Back in high school, when all I knew was that I liked to draw, I had no idea where I wanted to go to college. I was an avid comic book reader from the awesome decade that was the 1990's, so I figured comics were a great place to head. Somewhere online, I must've found a spec-script for a six-page Spider-Man story and decided to draw out the pages to test my comic book skills. Now, I had my own comic series going with my old best friend from Missouri when I was in middle school--and it was quite the hit among the relatives we would mail copies to--but I hadn't attempted anything on any professional level. Sure, I had my über cool Stickman comic strips that I had been drawing since 1997, and all my classmates and teachers enjoyed those, but an actual comic book is way different from cartoony doodles on a piece of loose leaf, ruled paper!

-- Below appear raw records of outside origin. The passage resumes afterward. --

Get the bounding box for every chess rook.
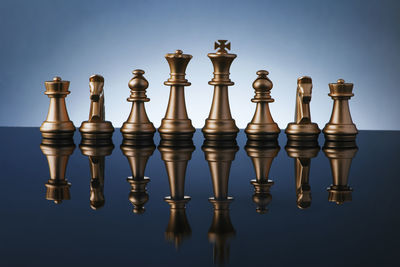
[202,40,239,140]
[40,77,75,139]
[158,50,196,140]
[322,79,358,141]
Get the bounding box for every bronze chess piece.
[79,75,114,143]
[158,50,196,140]
[202,40,239,140]
[285,76,321,141]
[121,139,156,214]
[79,143,114,210]
[285,141,320,209]
[244,70,281,141]
[158,140,195,248]
[245,140,281,214]
[121,70,156,139]
[322,79,358,141]
[40,77,75,143]
[323,141,358,204]
[40,141,75,204]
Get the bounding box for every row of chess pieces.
[40,40,358,144]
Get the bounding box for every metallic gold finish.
[323,141,358,204]
[158,140,195,248]
[285,141,320,209]
[244,70,281,141]
[202,40,239,140]
[245,140,280,214]
[40,77,75,139]
[121,139,156,214]
[158,50,196,140]
[322,79,358,141]
[79,75,114,140]
[40,142,75,204]
[121,70,156,139]
[285,76,321,141]
[79,143,114,210]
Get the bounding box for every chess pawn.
[40,142,75,204]
[121,139,156,214]
[245,140,280,214]
[285,141,320,209]
[322,79,358,141]
[79,75,114,144]
[121,70,156,139]
[323,141,358,204]
[158,50,196,140]
[285,76,321,140]
[79,144,114,210]
[40,77,75,139]
[202,40,239,140]
[244,70,281,141]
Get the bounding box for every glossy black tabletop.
[0,128,400,266]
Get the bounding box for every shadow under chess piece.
[245,140,280,214]
[158,140,195,248]
[322,79,358,141]
[323,141,358,204]
[40,141,75,204]
[121,139,156,214]
[244,70,281,141]
[79,144,114,210]
[285,141,320,209]
[79,75,114,144]
[285,76,321,141]
[40,77,75,141]
[202,40,239,140]
[121,70,156,139]
[158,50,196,140]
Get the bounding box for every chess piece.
[245,140,281,214]
[322,79,358,141]
[285,76,321,140]
[40,141,75,204]
[202,40,239,140]
[79,144,114,210]
[40,77,75,139]
[79,75,114,144]
[244,70,281,141]
[158,140,195,248]
[323,141,358,204]
[158,50,196,140]
[121,70,156,139]
[285,141,320,209]
[121,139,156,214]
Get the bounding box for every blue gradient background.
[0,0,400,130]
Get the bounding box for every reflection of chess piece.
[285,76,321,141]
[285,141,320,209]
[40,77,75,140]
[158,50,195,140]
[40,142,75,204]
[245,140,280,214]
[323,141,358,204]
[202,40,239,140]
[245,70,281,141]
[121,70,156,139]
[322,79,358,141]
[158,140,195,247]
[79,75,114,143]
[121,139,156,214]
[79,144,114,210]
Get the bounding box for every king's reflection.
[245,140,280,214]
[158,140,195,248]
[202,140,239,264]
[121,139,156,214]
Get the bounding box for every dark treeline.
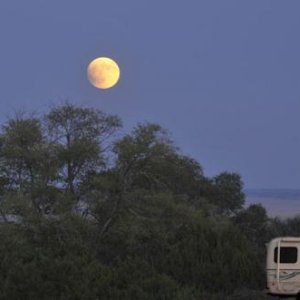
[0,104,300,300]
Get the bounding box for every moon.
[87,57,120,89]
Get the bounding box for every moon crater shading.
[87,57,120,89]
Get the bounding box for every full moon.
[87,57,120,89]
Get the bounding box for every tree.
[45,104,121,195]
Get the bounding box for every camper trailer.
[266,237,300,299]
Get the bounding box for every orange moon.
[87,57,120,89]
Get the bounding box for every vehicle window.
[274,247,298,264]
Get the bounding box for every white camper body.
[266,237,300,299]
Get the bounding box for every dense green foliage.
[0,104,292,300]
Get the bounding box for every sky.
[0,0,300,188]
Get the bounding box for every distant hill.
[245,189,300,218]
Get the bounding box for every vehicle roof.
[270,236,300,243]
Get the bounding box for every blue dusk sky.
[0,0,300,188]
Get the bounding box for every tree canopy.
[0,103,282,300]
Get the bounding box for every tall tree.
[45,104,121,195]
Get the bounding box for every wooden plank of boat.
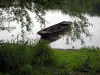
[38,21,72,36]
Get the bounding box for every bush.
[0,43,31,72]
[32,40,55,66]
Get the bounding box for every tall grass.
[0,40,54,75]
[0,40,100,75]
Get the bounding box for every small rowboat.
[38,21,72,43]
[38,21,72,38]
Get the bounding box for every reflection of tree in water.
[0,0,100,42]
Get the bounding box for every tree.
[0,0,100,41]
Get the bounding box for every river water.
[0,12,100,49]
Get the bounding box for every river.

Anywayz, I was cleaning-up some of my digital workspace and came across my scans of these six Spider-Man pages that I had drawn oh so long ago. Without further ado, I present to you the reason that I am in Animation and not comic books:
To briefly conclude the story, when looking for colleges, I discovered that the fancy term for comic books is "Sequential Art". Which lead me to SCAD. Which--after a trip down to Savannah left a far too fishy smell in my nose...literally--lead me to animation and storyboarding at the Art Institute of Atlanta. And storyboarding is really just cinematic comic book making, when you think about it. I guess I wasn't totally clueless in high school.